Right tool for the right job: XML formats redux

In the last post, I said I was a pusher of code, not a designer. As a pusher of code, then, I do feel comfortable commenting on the user of Atom or RSS for an import/export format.

Danny Ayers recently pointed out that there’s a new Atom format spec. Good, clean writeup with an interesting twist in the Introduction:

Atom is an XML-based document format intended to allow lists of related information, known as “feeds”, to be synchronised between publishers and consumers. Feeds are composed of a number of items, known as “entries”, each with an extensible set of attached metadata. For example, each entry has a title.

The primary use case that Atom addresses is the syndication of Web content such as Weblogs and news headlines to Web sites as well as directly to user agents. However, nothing precludes it from being used for other purposes and kinds of content.

That’s a bit like saying, “Here now, we have a specification for the banking industry wot would be a good spec for those of you who run petrol stations, what say?”
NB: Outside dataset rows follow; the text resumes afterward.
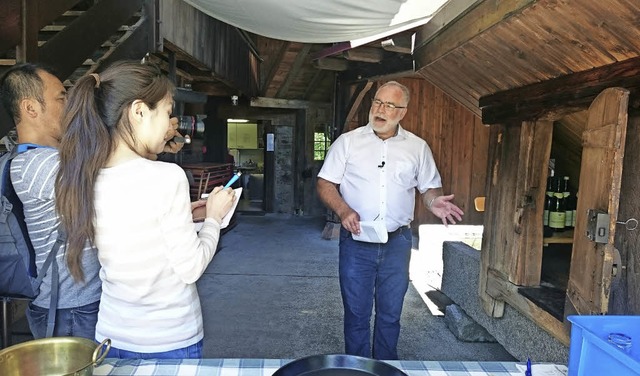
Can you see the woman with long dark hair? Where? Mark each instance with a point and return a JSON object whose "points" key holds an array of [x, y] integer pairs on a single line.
{"points": [[137, 213]]}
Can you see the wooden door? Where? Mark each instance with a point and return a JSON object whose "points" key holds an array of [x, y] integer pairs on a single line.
{"points": [[600, 176]]}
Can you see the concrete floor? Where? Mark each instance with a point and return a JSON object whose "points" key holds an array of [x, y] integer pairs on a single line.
{"points": [[272, 291]]}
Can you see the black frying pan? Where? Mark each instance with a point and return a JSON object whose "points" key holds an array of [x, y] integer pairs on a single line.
{"points": [[337, 365]]}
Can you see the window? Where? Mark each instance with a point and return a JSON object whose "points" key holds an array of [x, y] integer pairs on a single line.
{"points": [[320, 146]]}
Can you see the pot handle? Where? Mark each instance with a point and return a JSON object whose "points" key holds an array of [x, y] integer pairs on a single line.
{"points": [[98, 356]]}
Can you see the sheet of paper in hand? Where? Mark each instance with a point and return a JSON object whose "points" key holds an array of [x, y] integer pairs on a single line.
{"points": [[227, 218], [372, 232]]}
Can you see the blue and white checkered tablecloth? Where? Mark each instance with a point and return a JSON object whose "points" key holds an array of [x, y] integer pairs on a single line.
{"points": [[266, 367]]}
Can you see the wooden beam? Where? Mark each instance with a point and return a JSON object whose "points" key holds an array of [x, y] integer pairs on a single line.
{"points": [[285, 103], [189, 96], [215, 89], [317, 78], [331, 63], [503, 290], [330, 51], [399, 44], [576, 90], [397, 66], [354, 104], [445, 33], [365, 54], [274, 67], [295, 69]]}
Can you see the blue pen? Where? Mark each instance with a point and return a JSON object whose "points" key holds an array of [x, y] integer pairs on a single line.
{"points": [[234, 178]]}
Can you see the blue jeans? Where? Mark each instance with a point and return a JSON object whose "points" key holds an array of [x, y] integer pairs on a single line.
{"points": [[368, 272], [75, 322], [190, 352]]}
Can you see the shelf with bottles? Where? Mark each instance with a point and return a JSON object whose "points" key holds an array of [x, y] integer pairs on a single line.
{"points": [[559, 209]]}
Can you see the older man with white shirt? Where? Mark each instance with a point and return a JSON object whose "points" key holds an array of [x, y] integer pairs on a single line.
{"points": [[370, 174]]}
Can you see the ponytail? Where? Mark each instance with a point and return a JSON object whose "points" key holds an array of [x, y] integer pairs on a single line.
{"points": [[95, 117], [84, 150]]}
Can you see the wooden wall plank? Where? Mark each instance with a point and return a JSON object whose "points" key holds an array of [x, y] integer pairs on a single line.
{"points": [[624, 298]]}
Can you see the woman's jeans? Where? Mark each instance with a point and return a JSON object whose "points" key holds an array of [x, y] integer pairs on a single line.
{"points": [[190, 352], [74, 322], [374, 272]]}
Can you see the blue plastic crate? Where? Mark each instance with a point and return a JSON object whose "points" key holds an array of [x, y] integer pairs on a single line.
{"points": [[591, 354]]}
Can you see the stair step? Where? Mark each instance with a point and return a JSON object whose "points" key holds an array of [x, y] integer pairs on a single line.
{"points": [[58, 28]]}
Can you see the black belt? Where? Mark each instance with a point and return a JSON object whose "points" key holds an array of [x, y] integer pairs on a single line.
{"points": [[398, 231]]}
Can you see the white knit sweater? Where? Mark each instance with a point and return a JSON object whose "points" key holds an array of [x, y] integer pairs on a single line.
{"points": [[151, 257]]}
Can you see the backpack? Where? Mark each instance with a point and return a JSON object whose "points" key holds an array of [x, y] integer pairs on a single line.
{"points": [[18, 274]]}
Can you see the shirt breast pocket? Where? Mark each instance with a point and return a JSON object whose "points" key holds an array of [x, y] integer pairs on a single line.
{"points": [[405, 175]]}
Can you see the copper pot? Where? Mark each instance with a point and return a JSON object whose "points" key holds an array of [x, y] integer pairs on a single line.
{"points": [[53, 356]]}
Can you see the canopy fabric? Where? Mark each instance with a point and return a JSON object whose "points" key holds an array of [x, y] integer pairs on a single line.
{"points": [[321, 21]]}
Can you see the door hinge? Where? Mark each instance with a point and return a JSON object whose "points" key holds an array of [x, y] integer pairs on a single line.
{"points": [[598, 226]]}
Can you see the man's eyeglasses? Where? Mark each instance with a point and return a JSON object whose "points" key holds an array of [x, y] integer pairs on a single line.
{"points": [[386, 105]]}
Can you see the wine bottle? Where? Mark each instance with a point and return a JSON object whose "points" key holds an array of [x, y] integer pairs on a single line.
{"points": [[547, 231], [568, 219], [557, 212]]}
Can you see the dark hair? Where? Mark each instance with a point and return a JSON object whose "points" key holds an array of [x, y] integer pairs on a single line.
{"points": [[19, 82], [95, 115]]}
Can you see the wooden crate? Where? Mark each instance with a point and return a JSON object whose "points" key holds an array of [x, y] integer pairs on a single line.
{"points": [[206, 176]]}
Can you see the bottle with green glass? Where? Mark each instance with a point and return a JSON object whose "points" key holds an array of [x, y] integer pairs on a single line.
{"points": [[568, 204], [547, 231]]}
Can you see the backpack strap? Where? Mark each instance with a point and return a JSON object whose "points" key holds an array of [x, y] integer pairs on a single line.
{"points": [[51, 258]]}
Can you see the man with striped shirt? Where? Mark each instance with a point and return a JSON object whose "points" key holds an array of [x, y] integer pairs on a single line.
{"points": [[34, 97]]}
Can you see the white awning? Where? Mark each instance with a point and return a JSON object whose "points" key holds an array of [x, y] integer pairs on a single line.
{"points": [[322, 21]]}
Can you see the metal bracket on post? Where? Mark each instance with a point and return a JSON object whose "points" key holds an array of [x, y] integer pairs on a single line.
{"points": [[597, 226]]}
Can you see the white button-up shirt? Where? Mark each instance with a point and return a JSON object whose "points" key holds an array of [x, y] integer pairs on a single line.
{"points": [[378, 177]]}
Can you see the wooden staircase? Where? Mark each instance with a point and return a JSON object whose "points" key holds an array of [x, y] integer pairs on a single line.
{"points": [[82, 39]]}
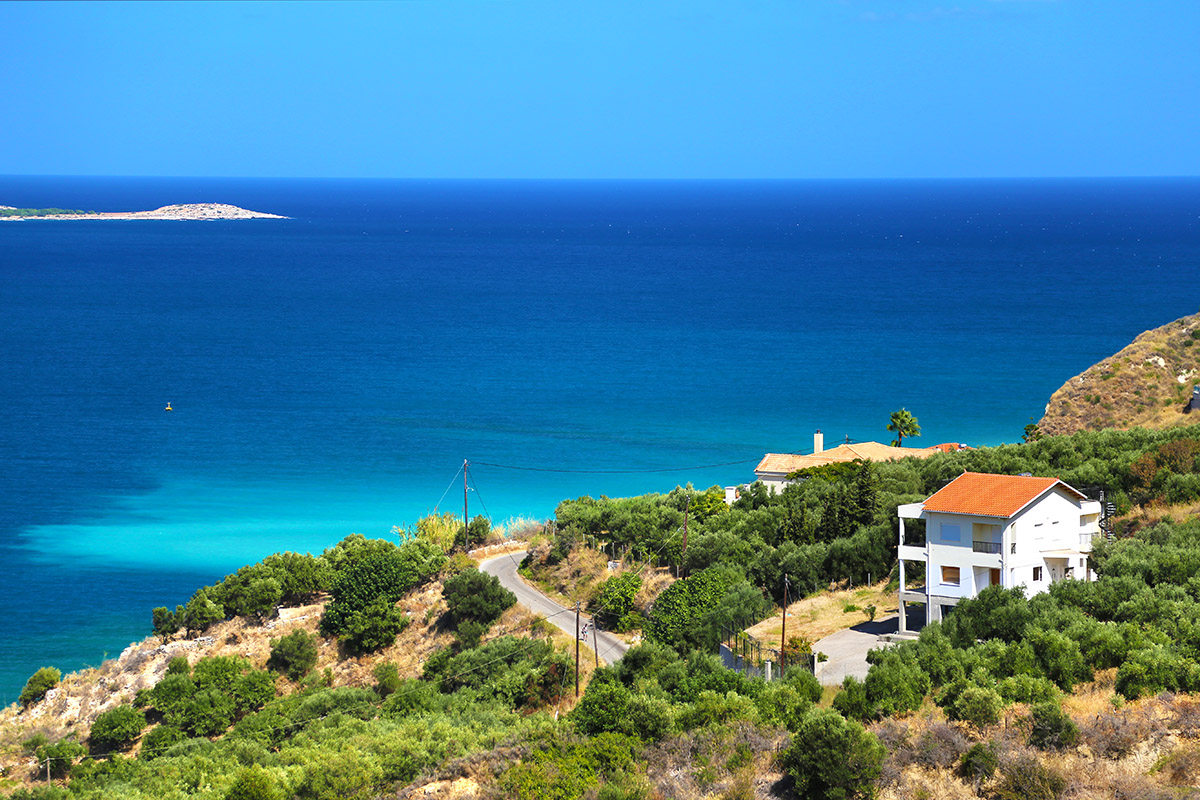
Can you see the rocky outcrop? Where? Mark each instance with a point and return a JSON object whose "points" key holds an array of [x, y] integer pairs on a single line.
{"points": [[1147, 384], [181, 211]]}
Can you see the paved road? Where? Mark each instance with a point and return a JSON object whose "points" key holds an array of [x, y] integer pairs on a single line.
{"points": [[505, 569], [847, 650]]}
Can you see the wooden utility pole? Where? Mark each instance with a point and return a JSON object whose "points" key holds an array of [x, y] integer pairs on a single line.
{"points": [[783, 637], [595, 641], [684, 555]]}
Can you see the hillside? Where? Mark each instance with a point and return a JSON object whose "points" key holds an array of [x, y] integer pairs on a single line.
{"points": [[1147, 384]]}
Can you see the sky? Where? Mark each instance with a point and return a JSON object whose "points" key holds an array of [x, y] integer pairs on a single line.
{"points": [[726, 89]]}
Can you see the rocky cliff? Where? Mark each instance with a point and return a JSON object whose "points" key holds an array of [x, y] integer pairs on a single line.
{"points": [[1147, 384]]}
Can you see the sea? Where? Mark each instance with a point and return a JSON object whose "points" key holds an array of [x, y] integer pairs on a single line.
{"points": [[330, 373]]}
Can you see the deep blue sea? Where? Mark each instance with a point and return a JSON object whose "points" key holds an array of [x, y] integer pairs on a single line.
{"points": [[329, 373]]}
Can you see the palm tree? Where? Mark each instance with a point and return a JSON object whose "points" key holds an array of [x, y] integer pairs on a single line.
{"points": [[903, 423]]}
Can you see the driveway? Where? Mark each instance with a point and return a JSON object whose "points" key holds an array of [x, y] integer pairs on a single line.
{"points": [[847, 650], [504, 567]]}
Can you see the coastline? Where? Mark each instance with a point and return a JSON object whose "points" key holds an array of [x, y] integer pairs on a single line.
{"points": [[171, 212]]}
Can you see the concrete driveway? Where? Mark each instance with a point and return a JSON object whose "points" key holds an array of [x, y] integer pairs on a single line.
{"points": [[847, 650], [504, 567]]}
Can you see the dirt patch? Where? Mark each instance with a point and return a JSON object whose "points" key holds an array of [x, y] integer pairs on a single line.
{"points": [[817, 617]]}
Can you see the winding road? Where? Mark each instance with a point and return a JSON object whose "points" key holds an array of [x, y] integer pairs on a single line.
{"points": [[504, 567]]}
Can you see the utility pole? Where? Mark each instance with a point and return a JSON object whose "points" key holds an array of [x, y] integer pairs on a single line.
{"points": [[684, 555], [783, 637], [595, 641]]}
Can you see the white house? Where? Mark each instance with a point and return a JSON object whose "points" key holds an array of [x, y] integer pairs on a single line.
{"points": [[988, 529]]}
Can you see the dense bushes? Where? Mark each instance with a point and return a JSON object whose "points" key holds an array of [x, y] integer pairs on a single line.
{"points": [[832, 757], [615, 603], [690, 612], [40, 683], [207, 701], [370, 576], [294, 654], [117, 729]]}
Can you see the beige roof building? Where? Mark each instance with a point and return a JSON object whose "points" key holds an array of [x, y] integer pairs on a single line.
{"points": [[774, 468]]}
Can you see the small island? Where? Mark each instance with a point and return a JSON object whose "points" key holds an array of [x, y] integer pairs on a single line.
{"points": [[183, 211]]}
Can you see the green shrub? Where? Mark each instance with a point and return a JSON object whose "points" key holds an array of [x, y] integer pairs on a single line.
{"points": [[649, 719], [978, 707], [252, 691], [253, 783], [294, 654], [387, 677], [477, 596], [373, 627], [219, 672], [167, 621], [469, 633], [40, 683], [852, 702], [61, 757], [979, 763], [205, 714], [342, 776], [179, 666], [160, 739], [117, 729], [1027, 689], [616, 600], [833, 758], [603, 708], [373, 573], [1051, 728], [676, 619], [40, 792], [202, 612], [1026, 777]]}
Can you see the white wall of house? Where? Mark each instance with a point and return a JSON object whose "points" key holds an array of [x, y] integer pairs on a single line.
{"points": [[1049, 540]]}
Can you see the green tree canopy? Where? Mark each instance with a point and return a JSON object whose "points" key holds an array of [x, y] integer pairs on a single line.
{"points": [[903, 423]]}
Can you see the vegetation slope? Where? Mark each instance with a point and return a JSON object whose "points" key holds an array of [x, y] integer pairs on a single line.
{"points": [[1147, 384], [419, 679]]}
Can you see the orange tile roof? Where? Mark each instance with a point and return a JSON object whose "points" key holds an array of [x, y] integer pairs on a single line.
{"points": [[993, 495], [865, 450]]}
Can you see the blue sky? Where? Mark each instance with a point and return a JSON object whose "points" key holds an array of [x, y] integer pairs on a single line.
{"points": [[521, 89]]}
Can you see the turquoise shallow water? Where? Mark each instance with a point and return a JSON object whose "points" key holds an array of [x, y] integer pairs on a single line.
{"points": [[330, 372]]}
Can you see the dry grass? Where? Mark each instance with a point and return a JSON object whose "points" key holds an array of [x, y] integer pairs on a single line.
{"points": [[817, 617], [73, 705], [1141, 751]]}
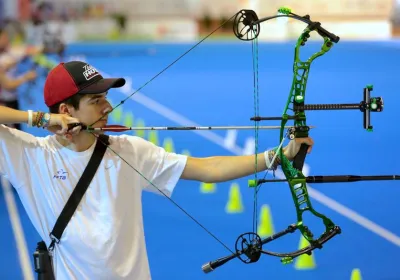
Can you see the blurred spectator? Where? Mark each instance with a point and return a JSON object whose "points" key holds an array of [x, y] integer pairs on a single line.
{"points": [[9, 81]]}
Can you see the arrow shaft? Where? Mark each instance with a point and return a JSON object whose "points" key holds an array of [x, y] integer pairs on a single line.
{"points": [[338, 179], [122, 128]]}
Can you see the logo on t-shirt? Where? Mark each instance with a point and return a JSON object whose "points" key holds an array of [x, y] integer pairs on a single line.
{"points": [[61, 175]]}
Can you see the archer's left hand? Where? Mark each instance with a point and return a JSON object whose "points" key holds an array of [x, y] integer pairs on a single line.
{"points": [[291, 150]]}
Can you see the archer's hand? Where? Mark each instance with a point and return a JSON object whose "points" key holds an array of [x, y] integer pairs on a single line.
{"points": [[291, 150], [58, 124]]}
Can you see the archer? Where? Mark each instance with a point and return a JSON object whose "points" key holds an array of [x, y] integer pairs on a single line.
{"points": [[104, 239]]}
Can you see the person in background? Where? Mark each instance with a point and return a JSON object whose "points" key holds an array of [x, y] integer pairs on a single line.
{"points": [[10, 81]]}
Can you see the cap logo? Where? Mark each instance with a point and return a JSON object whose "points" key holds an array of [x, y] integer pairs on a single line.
{"points": [[90, 72]]}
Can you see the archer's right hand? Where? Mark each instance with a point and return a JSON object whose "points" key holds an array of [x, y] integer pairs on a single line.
{"points": [[58, 124]]}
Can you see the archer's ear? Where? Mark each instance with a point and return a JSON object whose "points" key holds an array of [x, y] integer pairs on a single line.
{"points": [[64, 109]]}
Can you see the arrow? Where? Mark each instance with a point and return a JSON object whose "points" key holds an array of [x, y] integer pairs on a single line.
{"points": [[119, 128], [331, 179]]}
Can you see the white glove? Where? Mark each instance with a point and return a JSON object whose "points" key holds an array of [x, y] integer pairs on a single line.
{"points": [[291, 150]]}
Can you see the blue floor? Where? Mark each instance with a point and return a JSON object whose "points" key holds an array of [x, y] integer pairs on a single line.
{"points": [[213, 85]]}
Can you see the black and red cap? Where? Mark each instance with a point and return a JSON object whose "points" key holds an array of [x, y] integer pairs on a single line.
{"points": [[70, 78]]}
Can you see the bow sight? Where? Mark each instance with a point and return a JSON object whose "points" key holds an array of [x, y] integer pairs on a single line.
{"points": [[249, 246]]}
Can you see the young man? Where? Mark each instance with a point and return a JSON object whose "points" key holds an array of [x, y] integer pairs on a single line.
{"points": [[104, 239]]}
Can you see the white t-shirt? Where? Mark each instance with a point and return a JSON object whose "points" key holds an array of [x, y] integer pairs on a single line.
{"points": [[105, 237]]}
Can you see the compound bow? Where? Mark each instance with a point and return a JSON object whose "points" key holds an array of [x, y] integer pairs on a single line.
{"points": [[246, 26]]}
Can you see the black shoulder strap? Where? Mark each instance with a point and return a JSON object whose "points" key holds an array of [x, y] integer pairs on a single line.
{"points": [[80, 189]]}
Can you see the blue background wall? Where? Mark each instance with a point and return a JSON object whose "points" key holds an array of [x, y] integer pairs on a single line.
{"points": [[213, 86]]}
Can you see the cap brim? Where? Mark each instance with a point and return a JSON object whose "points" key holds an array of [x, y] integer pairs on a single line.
{"points": [[103, 85]]}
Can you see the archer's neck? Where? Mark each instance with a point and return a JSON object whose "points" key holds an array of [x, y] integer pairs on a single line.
{"points": [[79, 143]]}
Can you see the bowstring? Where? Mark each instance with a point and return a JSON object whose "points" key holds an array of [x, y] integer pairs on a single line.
{"points": [[138, 172], [256, 127], [167, 67], [165, 195]]}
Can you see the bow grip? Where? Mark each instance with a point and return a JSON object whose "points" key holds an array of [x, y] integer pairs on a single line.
{"points": [[299, 159]]}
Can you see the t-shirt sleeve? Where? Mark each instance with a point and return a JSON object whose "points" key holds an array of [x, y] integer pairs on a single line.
{"points": [[159, 170], [13, 162]]}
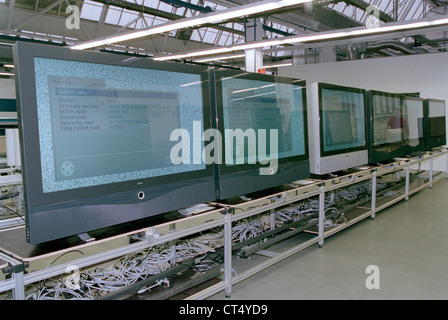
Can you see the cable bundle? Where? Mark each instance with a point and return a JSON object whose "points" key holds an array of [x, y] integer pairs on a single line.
{"points": [[126, 271]]}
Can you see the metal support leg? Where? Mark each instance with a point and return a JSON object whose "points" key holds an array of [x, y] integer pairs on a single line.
{"points": [[19, 291], [321, 215], [407, 180], [431, 164], [228, 254], [272, 219], [446, 169], [373, 194]]}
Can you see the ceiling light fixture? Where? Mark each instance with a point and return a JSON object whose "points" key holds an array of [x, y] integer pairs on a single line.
{"points": [[212, 17], [222, 58], [277, 65], [320, 36]]}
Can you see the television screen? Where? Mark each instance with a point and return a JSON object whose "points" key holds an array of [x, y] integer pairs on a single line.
{"points": [[342, 114], [101, 136], [338, 128], [391, 128], [437, 127], [262, 119], [412, 111], [387, 121], [435, 123]]}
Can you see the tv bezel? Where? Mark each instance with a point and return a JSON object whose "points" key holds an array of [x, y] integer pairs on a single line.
{"points": [[392, 150], [421, 140], [243, 179], [328, 86], [437, 141], [80, 205]]}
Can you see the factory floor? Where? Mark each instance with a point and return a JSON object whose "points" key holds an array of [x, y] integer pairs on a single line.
{"points": [[407, 242]]}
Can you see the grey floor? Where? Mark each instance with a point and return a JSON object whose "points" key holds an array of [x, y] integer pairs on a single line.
{"points": [[408, 242]]}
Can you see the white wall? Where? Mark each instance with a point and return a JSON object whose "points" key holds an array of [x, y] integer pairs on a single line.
{"points": [[427, 74]]}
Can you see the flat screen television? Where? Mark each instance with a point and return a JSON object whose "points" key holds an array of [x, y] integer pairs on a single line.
{"points": [[413, 136], [100, 136], [336, 118], [386, 127], [434, 123], [262, 119]]}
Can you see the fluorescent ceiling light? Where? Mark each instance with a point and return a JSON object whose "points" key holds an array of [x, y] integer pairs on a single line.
{"points": [[277, 65], [319, 36], [212, 17], [222, 58]]}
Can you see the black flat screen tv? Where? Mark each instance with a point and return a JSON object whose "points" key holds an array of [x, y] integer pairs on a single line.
{"points": [[101, 136], [386, 127], [262, 121], [434, 123], [413, 136]]}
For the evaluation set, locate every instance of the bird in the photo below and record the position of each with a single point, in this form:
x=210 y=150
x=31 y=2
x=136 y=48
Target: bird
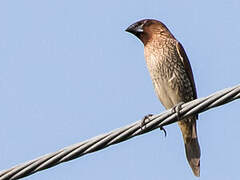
x=172 y=78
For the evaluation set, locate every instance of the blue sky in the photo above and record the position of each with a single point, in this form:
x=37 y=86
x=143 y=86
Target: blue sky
x=69 y=71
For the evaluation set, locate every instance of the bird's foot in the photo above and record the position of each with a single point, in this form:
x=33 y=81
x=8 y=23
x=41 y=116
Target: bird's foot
x=177 y=108
x=144 y=120
x=165 y=132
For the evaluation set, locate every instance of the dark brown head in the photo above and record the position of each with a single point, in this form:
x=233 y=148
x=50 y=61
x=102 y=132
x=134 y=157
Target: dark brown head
x=146 y=29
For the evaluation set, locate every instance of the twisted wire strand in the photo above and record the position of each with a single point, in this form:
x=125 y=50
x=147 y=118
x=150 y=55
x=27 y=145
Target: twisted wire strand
x=122 y=134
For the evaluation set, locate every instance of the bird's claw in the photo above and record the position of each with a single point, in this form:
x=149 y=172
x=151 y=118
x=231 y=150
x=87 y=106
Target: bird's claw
x=177 y=108
x=165 y=132
x=144 y=119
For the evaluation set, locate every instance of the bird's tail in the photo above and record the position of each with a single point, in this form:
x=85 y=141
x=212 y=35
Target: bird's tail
x=192 y=148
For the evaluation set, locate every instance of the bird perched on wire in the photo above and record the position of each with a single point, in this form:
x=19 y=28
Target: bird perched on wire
x=172 y=78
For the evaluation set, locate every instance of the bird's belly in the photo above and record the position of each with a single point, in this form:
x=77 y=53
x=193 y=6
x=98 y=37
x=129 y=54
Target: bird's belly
x=167 y=94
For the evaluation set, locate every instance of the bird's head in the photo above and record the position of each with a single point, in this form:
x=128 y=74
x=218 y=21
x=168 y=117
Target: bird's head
x=146 y=29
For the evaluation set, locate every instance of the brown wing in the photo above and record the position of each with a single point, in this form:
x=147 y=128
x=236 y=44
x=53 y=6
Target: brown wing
x=183 y=56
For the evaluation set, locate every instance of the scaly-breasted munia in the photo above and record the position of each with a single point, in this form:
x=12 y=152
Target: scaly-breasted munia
x=172 y=78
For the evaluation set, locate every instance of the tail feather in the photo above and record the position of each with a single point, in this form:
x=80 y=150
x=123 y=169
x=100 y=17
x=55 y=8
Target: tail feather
x=192 y=148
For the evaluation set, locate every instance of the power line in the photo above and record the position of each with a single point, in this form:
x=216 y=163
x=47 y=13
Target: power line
x=122 y=134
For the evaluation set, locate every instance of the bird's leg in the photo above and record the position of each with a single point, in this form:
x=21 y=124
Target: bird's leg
x=144 y=119
x=177 y=108
x=165 y=132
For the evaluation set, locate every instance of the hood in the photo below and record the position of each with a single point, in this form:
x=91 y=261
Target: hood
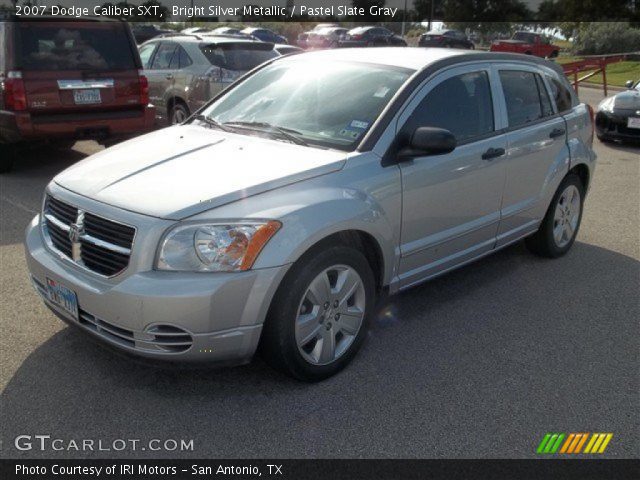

In my opinion, Atom, as with RSS, make a great syndication format, but there’s too much of the underlying purpose to the format to make them exceptionally good for universal weblog transforms, including pushing weblog data from one tool to another. For instance:

Each item in Atom, or RSS for that matter, has a link associated with it. I suppose one could use this to hold a slug, or filename, but the two are not the same information.
Atom has the concept of an identifier, atom:id, which doesn’t translate well in weblogging terms. Each tool would have it’s own unique identification system.
Too many of the fields are associated with the mechanics of the feed, such as atom:generator. While this is essential for syndication feeds, there’s no need for this in weblog migration. Though you can say it’s optional, if you find there is no fit in the business for most (all?) of the optional bits, then you may be looking at a poor fit, overall, between the spec and the use.
There is a lot of data missing in Atom. Keyword-value pairs is something I think a format has to support. There isn’t anything in the specification to do with categories, or how hierarchical categories would be managed. One could say the same for comments – right now they have to be artificially transformed into little feed items, when what they are, are comments to a post, not individual feeds.

The latter item is the kicker for me. If you say that one can extend the model to include this extra data since Atom supports namespaces, why not take this a step further and say, well, then we’ll go with a new model specifically focusing on migrating data between tools; a syndication feed is not the same thing as porting an entire weblog between tools.

Of course, saying something like “Atom is not a good fit for this purpose” is similar to invoking the Lazy Web to have it done, and I’m sure a dozen feeds will be created that use Atom, or RSS, to produce and consume migration data. However, I’m not saying it can’t be done; I’m saying that the forcing a specification for one purpose into being used for another purpose will, in the long run, be more trouble then its worth. Especially when you consider the political ramifications to using a syndication feed.

One could write a tool that both exports and imports data directly into the database, rather than interfacing through the tool, but this is not a comfortable option for many non-geeks. They could be concerned, and rightfully, that the underlying data model could change for the tools, and what worked one time may not work the next. The best approach is to use something that tools support, so that users have a degree of comfort with the post.

What we don’t need is one tool using an RSS formatted import mechanism, while another uses an ATOM formatted export. Asking all tools to support all syndication formats for weblog imports and exports is a bit much; generating multiple syndication feeds is a matter of a new arrangement of tags, but consuming the different feeds is a whole different game.

At the same time, telling people who are already apprehensive about learning a new set of template tags that they need to transform the output generated by one tool before it can be used the another (oh, and there will probably be loss of data between the two) is a Geeks Choice response.